Plataformas de negociação de débito sob a ótica da LGPD
Interessa analisar o respaldo legal, em termos de proteção de dados, quando da inclusão do nome de um devedor em uma plataforma de negociação de débitos. A ideia é compreender de que modo esse tipo de mecanismo se relaciona à Lei Geral de Proteção de Dados e como fica a negociação de dívidas prescritas no contexto da proteção à privacidade.
O primeiro ponto a se esclarecer é que as plataformas de negociação não se confundem com os tradicionais bureaus ou cadastros de restrição ao crédito porque não se propõem a “negativar” ninguém. A plataforma de negociação, na verdade, é um ambiente positivo que possibilita ao devedor incrementar sua reputação como bom pagador, merecedor de crédito, junto aos bureaus e ao mercado; isso enquanto representam um ambiente digital para a negociação e quitação de débitos com privacidade.
De fato, para assegurar a privacidade dos usuários, todo o acesso às plataformas de negociação é opcional e depende de um ato comissivo, qual seja, na criação de senha e login. Neste ambiente controlado e privado, com login exclusivo pelo titular, constarão as eventuais informações sobre os débitos vencidos e não pagos, emissão de segunda via de boletos e negociação de dívidas pretéritas. Todo o ambiente é, repise-se, restrito ao consumidor titular do CPF.
É uma característica intrínseca da plataforma de negociação, portanto, a privacidade dos dados, uma vez que somente o consumidor titular, por meio de cadastro prévio, pode visualizar as informações referentes às suas dívidas. A negociação e quitação de dívidas tornam-se mais simples, proporcionando ao interessado a oportunidade de regularizar sua situação financeira de forma descomplicada e sem constrangimento algum, porquanto todo o processo é orientado pela ação voluntária e informada do usuário.
As plataformas de negociação desempenham um papel fundamental na modernização e facilitação do processo de quitação de dívidas, ao contrário da concepção tradicional de um cadastro negativo; tendo como função principal oferecer aos consumidores um ambiente digital acessível, seguro e atualizado, proporcionando uma experiência mais transparente e eficiente.
É válido ter em mente que é indiferente, se a dívida inscrita na plataforma de negociação está ou não prescrita, porque não se trata de espaço de cobrança.
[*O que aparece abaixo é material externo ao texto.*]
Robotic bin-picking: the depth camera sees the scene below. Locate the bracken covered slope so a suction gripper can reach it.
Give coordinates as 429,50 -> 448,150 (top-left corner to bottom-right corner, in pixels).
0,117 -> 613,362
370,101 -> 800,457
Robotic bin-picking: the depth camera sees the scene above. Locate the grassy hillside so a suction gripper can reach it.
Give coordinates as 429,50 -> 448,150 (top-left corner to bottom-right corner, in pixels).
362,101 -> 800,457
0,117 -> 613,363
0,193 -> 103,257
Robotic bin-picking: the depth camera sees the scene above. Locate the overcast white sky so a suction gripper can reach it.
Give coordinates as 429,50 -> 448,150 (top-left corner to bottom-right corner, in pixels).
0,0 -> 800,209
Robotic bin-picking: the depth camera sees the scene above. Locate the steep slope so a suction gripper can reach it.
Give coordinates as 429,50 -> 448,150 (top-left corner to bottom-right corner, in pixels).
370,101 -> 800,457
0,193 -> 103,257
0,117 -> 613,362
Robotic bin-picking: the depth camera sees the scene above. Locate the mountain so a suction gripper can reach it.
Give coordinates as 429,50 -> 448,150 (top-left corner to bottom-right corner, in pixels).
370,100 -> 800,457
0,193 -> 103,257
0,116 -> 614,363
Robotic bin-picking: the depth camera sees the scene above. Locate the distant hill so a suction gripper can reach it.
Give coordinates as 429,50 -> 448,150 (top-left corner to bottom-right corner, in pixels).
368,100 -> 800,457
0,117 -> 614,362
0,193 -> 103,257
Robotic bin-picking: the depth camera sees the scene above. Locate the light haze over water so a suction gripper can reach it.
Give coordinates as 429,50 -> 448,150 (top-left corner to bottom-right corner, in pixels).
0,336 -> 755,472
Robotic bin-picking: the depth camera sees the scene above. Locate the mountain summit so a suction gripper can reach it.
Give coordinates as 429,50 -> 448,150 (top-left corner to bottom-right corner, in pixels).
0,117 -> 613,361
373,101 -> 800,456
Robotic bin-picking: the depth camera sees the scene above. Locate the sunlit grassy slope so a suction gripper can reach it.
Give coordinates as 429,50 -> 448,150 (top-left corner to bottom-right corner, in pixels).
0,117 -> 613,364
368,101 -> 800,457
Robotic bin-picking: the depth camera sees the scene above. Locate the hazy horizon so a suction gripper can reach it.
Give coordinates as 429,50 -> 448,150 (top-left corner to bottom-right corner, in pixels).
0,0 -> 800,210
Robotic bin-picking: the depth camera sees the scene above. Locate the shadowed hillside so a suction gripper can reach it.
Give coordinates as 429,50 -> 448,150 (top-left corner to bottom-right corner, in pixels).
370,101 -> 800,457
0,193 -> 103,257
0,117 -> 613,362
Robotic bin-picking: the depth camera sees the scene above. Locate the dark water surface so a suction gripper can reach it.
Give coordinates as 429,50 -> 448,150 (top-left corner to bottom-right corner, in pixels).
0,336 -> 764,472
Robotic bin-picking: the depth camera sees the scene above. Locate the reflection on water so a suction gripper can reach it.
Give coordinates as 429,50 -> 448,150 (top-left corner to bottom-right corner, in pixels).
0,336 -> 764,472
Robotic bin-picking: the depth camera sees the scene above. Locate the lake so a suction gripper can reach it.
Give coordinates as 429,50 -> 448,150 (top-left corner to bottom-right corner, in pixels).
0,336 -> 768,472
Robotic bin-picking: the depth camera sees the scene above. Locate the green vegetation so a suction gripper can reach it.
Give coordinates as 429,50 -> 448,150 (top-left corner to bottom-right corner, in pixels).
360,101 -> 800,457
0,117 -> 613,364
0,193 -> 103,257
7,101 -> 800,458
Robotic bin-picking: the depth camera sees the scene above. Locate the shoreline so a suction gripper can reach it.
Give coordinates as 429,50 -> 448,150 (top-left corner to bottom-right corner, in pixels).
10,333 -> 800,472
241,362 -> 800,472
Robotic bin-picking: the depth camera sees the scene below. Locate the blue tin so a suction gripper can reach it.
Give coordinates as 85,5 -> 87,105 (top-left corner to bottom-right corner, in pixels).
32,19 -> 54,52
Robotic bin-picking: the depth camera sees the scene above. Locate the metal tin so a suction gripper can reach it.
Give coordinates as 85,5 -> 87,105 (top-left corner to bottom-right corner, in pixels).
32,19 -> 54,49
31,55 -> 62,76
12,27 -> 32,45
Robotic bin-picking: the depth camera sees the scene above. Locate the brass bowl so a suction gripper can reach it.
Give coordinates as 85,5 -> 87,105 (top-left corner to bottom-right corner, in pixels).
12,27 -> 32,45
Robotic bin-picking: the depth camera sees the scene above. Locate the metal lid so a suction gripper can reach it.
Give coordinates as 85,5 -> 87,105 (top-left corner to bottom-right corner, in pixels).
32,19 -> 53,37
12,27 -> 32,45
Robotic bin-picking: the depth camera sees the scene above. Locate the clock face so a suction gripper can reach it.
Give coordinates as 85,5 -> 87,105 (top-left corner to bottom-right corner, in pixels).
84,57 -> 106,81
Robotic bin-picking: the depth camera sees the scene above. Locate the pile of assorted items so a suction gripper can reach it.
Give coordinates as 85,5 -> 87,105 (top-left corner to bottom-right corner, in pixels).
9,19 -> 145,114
É pertinente relembrar, ademais, que a prescrição afeta apenas a pretensão de cobrança judicial, não o direito em si (Artigo 189 do Código Civil). Ou seja, o débito permanece existente, e pode (até deve) ser pago já que decorreu de um serviço prestado ou produto adquirido, sendo perfeitamente factível que o devedor consciente, em circunstâncias que lhe permitam, prefira honrar com seus contratos e compromissos.
Ao incluir uma dívida inadimplida em qualquer plataforma de negociação, o fornecedor, portanto, não viola os preceitos legais, mas somente oferece um instrumento de informação e negociação à disposição do usuário, enquanto consumidor que, por sua vez, pode buscar acordos para a quitação do débito vencido em aberto.
A inclusão de informações cadastrais e pertinentes a contratos inadimplidos na plataforma de negociação encontra respaldo legal na Lei Geral de Proteção de Dados (LGPD), que admite o tratamento de dados para diversas finalidades, sendo a execução de contrato uma delas. Repita-se que é um fato e um dado da realidade que os contratos pressupõem prestações e contraprestações, sendo escritos ou verbais, que comumente incluem o pagamento de um valor em dinheiro a título de contrapartida por algo feito ou alienado.
Assim é que quando um débito devido, prescrito ou não, é negociado, os dados pessoais que são tratados para tanto servem diretamente ao propósito de quitação contratual ou, pelo menos, de legítimo interesse com vistas ao possível adimplemento, de comum acordo, daquele contrato inadimplido entre o usuário da plataforma, consumidor, de um lado, e o fornecedor, do outro.
Referências:
IRDR 10/TJRN; AgInt no AREsp n. 1.592.662/SP; AgInt no AREsp n. 1587949/SP; REsp 1694322/SP; IRDR Proc. nº 0003543-23.2022.8.04.9000; AREsp: 2081767 RS 2022/0060810-0; Ag 1.379.761; IRDR 2026575-11.2023.8.26.0000 – TJSP; IRDR 0003543-23.2022.8.04.9000 – TJAM; Súmula nº 32 do STJ.